My kafka topic is pushing data in this format (coming from collectd):
[{"values":[100.000080140372],"dstypes":["derive"],"dsnames":["value"],"time":1529970061.145,"interval":10.000,"host":"k5.orch","plugin":"cpu","plugin_instance":"23","type":"cpu","type_instance":"idle","meta":{"network:received":true}}]
It's a combination of arrays, ints and floats... and the whole thing is inside a json array. As a result Im having a heck of a time using ksql to do anything with this data.
When I create a 'default' stream as
create stream cd_temp with (kafka_topic='ctd_test', value_format='json');
I get this result:
ksql> describe cd_temp;
Field | Type
-------------------------------------
ROWTIME | BIGINT (system)
ROWKEY | VARCHAR(STRING) (system)
-------------------------------------
Any select will return the ROWTIME and an 8 digit hex value for ROWKEY.
I've spent some time trying to extract the json fields to no avail.
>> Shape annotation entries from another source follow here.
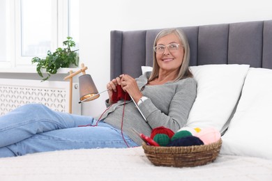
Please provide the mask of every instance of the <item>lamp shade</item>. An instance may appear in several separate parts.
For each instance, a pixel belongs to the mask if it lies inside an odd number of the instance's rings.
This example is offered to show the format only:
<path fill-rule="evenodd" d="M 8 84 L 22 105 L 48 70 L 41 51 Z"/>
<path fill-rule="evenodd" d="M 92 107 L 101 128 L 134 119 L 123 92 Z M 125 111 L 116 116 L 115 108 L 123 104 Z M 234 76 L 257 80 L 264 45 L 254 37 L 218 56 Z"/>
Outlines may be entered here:
<path fill-rule="evenodd" d="M 90 101 L 98 98 L 100 95 L 90 74 L 83 74 L 79 77 L 80 100 Z"/>

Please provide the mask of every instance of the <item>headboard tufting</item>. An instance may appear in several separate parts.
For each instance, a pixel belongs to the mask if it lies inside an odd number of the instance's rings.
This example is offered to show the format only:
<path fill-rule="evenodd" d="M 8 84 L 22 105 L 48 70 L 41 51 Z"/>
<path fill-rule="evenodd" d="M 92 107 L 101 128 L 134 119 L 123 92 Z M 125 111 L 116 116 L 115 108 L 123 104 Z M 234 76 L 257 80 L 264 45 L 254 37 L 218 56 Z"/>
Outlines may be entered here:
<path fill-rule="evenodd" d="M 249 64 L 272 68 L 272 20 L 179 27 L 186 33 L 190 65 Z M 153 43 L 162 29 L 111 31 L 111 79 L 134 77 L 152 65 Z"/>

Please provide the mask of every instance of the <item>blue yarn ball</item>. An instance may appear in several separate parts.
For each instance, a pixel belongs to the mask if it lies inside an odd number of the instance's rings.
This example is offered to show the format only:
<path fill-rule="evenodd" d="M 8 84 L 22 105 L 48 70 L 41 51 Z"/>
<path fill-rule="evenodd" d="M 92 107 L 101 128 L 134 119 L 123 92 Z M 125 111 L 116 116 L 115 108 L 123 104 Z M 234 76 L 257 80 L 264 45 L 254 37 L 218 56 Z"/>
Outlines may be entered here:
<path fill-rule="evenodd" d="M 171 138 L 171 141 L 174 141 L 177 139 L 181 139 L 181 138 L 190 136 L 192 136 L 192 133 L 189 131 L 187 130 L 180 131 L 175 133 L 175 134 L 174 134 L 174 136 Z"/>
<path fill-rule="evenodd" d="M 170 138 L 166 134 L 157 134 L 153 139 L 161 146 L 166 146 L 170 141 Z"/>
<path fill-rule="evenodd" d="M 204 145 L 204 143 L 201 139 L 196 136 L 191 136 L 172 141 L 167 144 L 167 146 L 190 146 L 201 145 Z"/>

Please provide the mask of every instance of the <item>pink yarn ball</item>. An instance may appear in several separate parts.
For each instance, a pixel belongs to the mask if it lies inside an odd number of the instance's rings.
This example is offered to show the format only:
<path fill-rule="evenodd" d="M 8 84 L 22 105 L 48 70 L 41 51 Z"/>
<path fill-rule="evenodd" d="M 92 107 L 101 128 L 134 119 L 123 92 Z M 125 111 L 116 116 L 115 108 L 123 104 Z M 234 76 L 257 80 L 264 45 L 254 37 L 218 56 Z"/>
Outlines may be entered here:
<path fill-rule="evenodd" d="M 200 139 L 204 145 L 208 145 L 218 141 L 221 138 L 220 133 L 213 127 L 204 128 L 199 132 L 195 134 L 195 136 Z"/>

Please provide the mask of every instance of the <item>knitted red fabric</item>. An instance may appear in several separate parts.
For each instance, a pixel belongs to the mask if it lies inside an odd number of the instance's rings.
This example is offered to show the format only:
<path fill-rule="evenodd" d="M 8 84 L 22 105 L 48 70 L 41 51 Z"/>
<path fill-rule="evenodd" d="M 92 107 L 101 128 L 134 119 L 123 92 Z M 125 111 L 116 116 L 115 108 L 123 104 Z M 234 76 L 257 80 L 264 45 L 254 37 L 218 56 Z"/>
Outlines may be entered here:
<path fill-rule="evenodd" d="M 160 126 L 152 129 L 151 135 L 150 136 L 150 137 L 153 139 L 155 135 L 156 135 L 157 134 L 165 134 L 171 139 L 172 136 L 173 136 L 173 135 L 174 134 L 174 132 L 169 128 Z"/>
<path fill-rule="evenodd" d="M 113 92 L 112 99 L 113 102 L 116 102 L 121 99 L 126 99 L 126 100 L 130 100 L 130 96 L 129 96 L 127 93 L 125 93 L 125 91 L 123 90 L 120 85 L 117 85 L 116 91 Z"/>

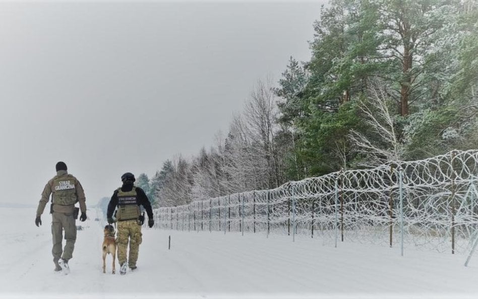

What concerns me is this:
ksql> print 'ctd_test' from beginning;
Format:JSON
com.fasterxml.jackson.databind.node.ArrayNode cannot be cast to com.fasterxml.jackson.databind.node.ObjectNode
Is it possible that this topic can't be used in ksql? Is there a technique for unpacking the outer array to get to the interesting bits inside?